And just like that, it’s November and we start to look forward to all the breaks. For some of us Thanksgiving week ends up being a cross-between time off, (my former district used to bribe us with evening conferences to get an extra day off), and an extended weekend. In either case, we take it because up next is that break we start counting down to from the first day of school … The Illustrious Wonder, known as Winter Break!
Now, my fellow veteran teachers, many of us have this down to a science. The work bag with the pile of papers to grade and books to semester plan sits nicely by the front door where we drop it, in a corner of an office, or perhaps in the car or front seat of the car until sometime on New Year’s Day, (or maybe one day during the week), when we binge out on something streaming and get it done in a day to be ready on January 2nd!
This article is for new teachers, those new to the profession, or those who are in a new school, new role, or new district. I have been in this space a few times, especially as a single educator. Winter Break looks like an uninterrupted week we need to get on top of everything, so we plan to rest Christmas Eve, Day, New Year’s Eve, and some of New Year’s Day. But the rest of the time, we’re working. I’m going to strongly encourage you to not do that. Resist the temptation. Breaks are important for our morale in addition to our mental and physical health.
Here are three ways you can find a happy medium between taking a break and fighting that urge to overwork.
1. If you decide to do work, create a list of no more than 3 things you want to do and then set a timer to get them completed. This is not a license to pressure yourself into a working frenzy. It’s setting boundaries for your time and honoring your need for a break.

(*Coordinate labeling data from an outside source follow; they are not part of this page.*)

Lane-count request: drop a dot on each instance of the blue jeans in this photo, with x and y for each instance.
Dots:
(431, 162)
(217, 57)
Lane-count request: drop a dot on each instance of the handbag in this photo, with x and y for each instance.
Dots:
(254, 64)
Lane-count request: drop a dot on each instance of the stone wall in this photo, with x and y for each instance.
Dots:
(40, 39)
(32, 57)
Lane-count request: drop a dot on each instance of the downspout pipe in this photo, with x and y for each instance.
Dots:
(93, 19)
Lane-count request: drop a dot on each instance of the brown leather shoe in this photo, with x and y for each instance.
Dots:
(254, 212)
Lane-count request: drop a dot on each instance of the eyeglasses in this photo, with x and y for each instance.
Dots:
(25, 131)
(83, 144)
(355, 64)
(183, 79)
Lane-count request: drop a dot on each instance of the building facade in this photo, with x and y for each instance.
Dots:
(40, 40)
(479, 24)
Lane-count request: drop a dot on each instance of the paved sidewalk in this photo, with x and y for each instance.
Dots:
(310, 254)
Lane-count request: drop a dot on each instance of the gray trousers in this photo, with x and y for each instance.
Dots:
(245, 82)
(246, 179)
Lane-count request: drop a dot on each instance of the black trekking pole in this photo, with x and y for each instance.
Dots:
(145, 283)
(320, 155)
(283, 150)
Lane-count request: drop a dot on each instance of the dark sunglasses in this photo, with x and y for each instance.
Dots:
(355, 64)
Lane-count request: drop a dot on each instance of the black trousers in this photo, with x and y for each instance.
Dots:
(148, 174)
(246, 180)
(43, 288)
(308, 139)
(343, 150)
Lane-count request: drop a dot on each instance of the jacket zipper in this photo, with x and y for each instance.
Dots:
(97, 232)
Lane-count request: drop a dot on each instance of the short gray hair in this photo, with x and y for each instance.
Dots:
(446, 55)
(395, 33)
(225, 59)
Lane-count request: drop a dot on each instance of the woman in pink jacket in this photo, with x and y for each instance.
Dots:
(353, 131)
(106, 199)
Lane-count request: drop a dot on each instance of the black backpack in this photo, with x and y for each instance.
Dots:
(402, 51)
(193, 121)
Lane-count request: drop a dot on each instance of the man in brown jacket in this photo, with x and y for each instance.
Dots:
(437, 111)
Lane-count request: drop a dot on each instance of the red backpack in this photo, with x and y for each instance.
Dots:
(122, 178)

2. If you chose to check your work email, do NOT do it every day, and also do not respond. Include it as one of your tasks in step one and that’s the only time you check it. I would like to add to this, do not answer parents either. We are constantly told to make ourselves available but realistically, we shouldn’t always be available. In fact, don’t check it until you get back to work on January 2, 2023. Set the away message as your response to everything and leave that right where it is.
3. Take at least one full day that is not one of the four “holidays” during the break and do absolutely nothing. What you decide to do with your nothing is your business. For me, sometimes nothing was really nothing. I sat in bed all day watching movies. These days are your resets. It gives you time to release stress and get a clear mind. On your “do nothing” day, choose to do any activity that relaxes you. And do not convince yourself that work is relaxing. This is a lie we tell ourselves when we’re teetering on being workaholics. (At least that was my story.)
I can tell you from experience these three things seem small, but they are so important. Veteran teachers gave me this advice when I first started and for the first few years of teaching, I didn’t listen. The result was that I would come back from breaks feeling more stressed out than when I left. I don’t want that for you. Teaching can be and is a very rewarding profession. The thing they don’t tell you when you start is that to endure it, you must take your breaks.